You’ll also notice that there’s a new icon next to the RTPC icon, which will turn blue when a parameter is listed in the States tab. This can be invaluable for being able to quickly see which parameters are being affected by various State Groups. It’s worth understanding that any property selected in the State Properties window will have its icon ticked blue, which means it’s somewhat important to manage your properties and try to ensure that only the ones you’re tweaking in at least one State are visible to make the icon coloration meaningful across your structures.
And those are the basics for using the new mix capabilities inside Wwise. But, this is really just scratching the surface. The ability to use State-based mixing across nearly any property in our projects opens up a level of detail to our mixes that we’ve only dreamed of before and makes previously complex tasks and events possible with just a few mouse clicks.
There are a few minor caveats to bear in mind when using these new capabilities:
Similar to other uses of States in Wwise, there are a handful of parameter values that are additive, capping at the max value for that parameter (for example, feedback and wet/dry mix). So, in the example above, if the feedback of the delay were set to 15, then in the hallucinating State it would be 60 (15 + 45). It’s critical to keep that in mind, especially if you have the potential for multiple States to be affecting a single parameter concurrently.
Also, ShareSets effectively have become both a preset for Effect parameters AND their State-mixing parameters. If you have one Effect ShareSet where you want to affect a single State Group differently on two different structures, you’ll need two separate ShareSets for each instance of that Effect + State setup. This means you’ll need to be judicious in setting up Effects, their parameters, and States in such a way where you’ll always be able to access the proper Effect/State relationships in your mix.

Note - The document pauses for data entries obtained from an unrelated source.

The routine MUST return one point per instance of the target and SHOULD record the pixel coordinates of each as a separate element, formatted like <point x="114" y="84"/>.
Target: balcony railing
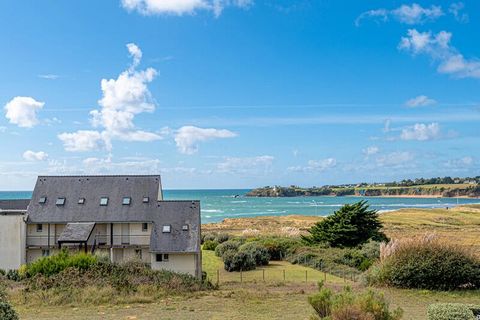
<point x="100" y="240"/>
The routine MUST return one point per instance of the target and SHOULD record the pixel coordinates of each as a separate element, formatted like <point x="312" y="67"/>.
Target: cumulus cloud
<point x="370" y="151"/>
<point x="315" y="165"/>
<point x="122" y="99"/>
<point x="420" y="101"/>
<point x="421" y="132"/>
<point x="188" y="137"/>
<point x="437" y="46"/>
<point x="407" y="14"/>
<point x="30" y="155"/>
<point x="395" y="159"/>
<point x="182" y="7"/>
<point x="456" y="10"/>
<point x="246" y="165"/>
<point x="22" y="111"/>
<point x="84" y="140"/>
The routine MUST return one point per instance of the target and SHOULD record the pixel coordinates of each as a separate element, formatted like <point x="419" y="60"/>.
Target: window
<point x="161" y="257"/>
<point x="103" y="201"/>
<point x="138" y="253"/>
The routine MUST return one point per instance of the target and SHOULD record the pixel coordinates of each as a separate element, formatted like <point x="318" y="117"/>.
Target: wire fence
<point x="267" y="275"/>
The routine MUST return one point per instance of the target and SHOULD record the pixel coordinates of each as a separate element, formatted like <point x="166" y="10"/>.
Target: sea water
<point x="217" y="205"/>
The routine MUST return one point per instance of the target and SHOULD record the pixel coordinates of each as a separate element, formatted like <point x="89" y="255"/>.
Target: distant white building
<point x="123" y="216"/>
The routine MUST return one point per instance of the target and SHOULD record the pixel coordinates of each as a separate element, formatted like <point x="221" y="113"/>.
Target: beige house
<point x="124" y="217"/>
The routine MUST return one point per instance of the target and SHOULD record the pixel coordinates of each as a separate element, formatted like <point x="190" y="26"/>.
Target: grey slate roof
<point x="76" y="232"/>
<point x="14" y="205"/>
<point x="92" y="188"/>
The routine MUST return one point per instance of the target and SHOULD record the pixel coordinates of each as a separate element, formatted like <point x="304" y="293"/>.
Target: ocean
<point x="217" y="205"/>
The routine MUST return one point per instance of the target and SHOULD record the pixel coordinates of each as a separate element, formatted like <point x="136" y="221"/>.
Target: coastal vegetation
<point x="434" y="187"/>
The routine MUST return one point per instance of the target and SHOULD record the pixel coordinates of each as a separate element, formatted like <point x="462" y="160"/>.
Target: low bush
<point x="348" y="305"/>
<point x="58" y="262"/>
<point x="426" y="263"/>
<point x="230" y="245"/>
<point x="452" y="311"/>
<point x="6" y="310"/>
<point x="258" y="251"/>
<point x="210" y="245"/>
<point x="238" y="261"/>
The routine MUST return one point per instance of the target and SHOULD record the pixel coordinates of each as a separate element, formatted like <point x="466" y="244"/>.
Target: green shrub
<point x="238" y="261"/>
<point x="451" y="311"/>
<point x="56" y="263"/>
<point x="347" y="305"/>
<point x="230" y="245"/>
<point x="258" y="251"/>
<point x="210" y="245"/>
<point x="6" y="310"/>
<point x="279" y="248"/>
<point x="350" y="226"/>
<point x="427" y="264"/>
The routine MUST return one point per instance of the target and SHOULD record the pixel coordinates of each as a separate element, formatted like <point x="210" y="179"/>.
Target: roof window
<point x="104" y="201"/>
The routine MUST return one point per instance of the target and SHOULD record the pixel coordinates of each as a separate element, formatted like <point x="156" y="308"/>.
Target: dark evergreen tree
<point x="350" y="226"/>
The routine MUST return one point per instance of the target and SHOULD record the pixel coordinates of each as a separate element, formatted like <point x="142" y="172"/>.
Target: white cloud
<point x="315" y="165"/>
<point x="370" y="151"/>
<point x="438" y="47"/>
<point x="22" y="111"/>
<point x="395" y="159"/>
<point x="420" y="101"/>
<point x="30" y="155"/>
<point x="421" y="132"/>
<point x="246" y="165"/>
<point x="407" y="14"/>
<point x="84" y="140"/>
<point x="49" y="76"/>
<point x="188" y="137"/>
<point x="122" y="99"/>
<point x="455" y="9"/>
<point x="182" y="7"/>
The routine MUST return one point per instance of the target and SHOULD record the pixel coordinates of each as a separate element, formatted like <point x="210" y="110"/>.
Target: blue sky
<point x="239" y="93"/>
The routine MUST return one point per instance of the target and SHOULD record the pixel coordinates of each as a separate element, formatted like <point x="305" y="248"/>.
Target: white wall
<point x="12" y="241"/>
<point x="181" y="263"/>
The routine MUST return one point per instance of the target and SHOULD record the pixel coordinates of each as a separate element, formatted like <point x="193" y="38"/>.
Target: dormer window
<point x="104" y="201"/>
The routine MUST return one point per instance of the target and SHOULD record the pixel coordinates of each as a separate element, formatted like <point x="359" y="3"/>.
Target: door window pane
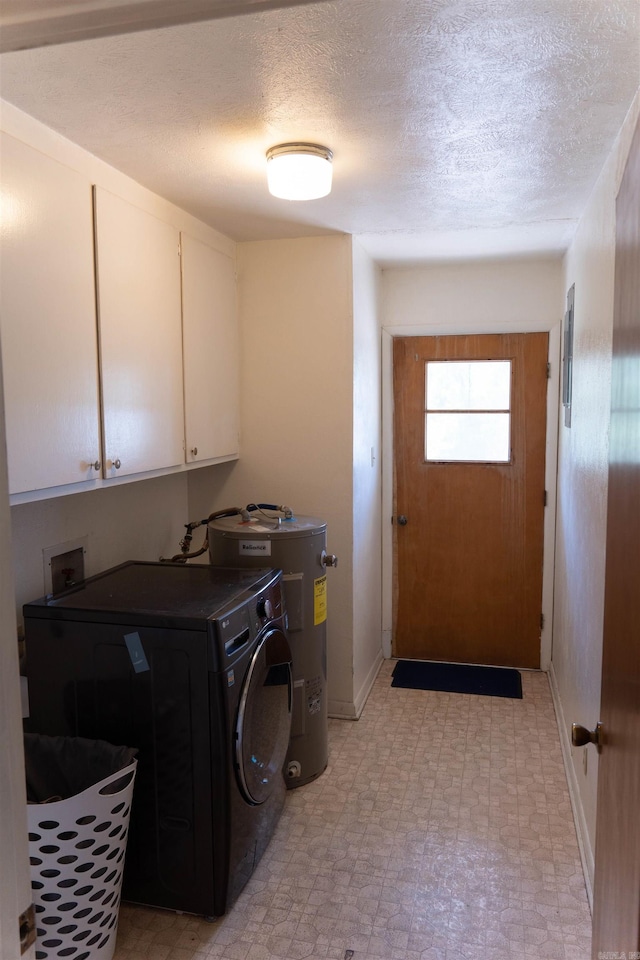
<point x="468" y="416"/>
<point x="483" y="437"/>
<point x="468" y="384"/>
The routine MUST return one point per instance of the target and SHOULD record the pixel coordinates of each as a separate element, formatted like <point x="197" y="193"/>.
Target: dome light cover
<point x="299" y="171"/>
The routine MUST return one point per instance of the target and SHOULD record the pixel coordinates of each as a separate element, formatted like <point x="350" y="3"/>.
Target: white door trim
<point x="551" y="461"/>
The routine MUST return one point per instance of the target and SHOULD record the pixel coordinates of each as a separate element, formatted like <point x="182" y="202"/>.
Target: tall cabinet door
<point x="138" y="275"/>
<point x="48" y="328"/>
<point x="210" y="339"/>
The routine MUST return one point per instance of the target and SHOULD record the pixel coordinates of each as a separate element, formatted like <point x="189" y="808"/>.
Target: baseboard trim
<point x="343" y="709"/>
<point x="584" y="842"/>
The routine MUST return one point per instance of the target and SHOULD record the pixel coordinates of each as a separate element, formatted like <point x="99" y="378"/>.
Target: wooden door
<point x="469" y="558"/>
<point x="616" y="915"/>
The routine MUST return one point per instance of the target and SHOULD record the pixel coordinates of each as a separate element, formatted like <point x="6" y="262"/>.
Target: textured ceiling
<point x="459" y="127"/>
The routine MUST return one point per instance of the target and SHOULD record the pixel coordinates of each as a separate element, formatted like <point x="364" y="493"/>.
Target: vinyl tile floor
<point x="441" y="829"/>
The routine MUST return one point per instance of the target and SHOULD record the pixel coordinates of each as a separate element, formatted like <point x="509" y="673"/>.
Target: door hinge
<point x="27" y="924"/>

Lastly, not all parameters are available due to custom behavior, the fact that some could cause problems at run-time and others just don’t really make sense with the UI (there’s currently no means to express control over 2D or 3D panning position across States). But, nearly every Effect property and most other properties within Wwise are now accessible and tweakable via States.
The only question left then is how will you use it?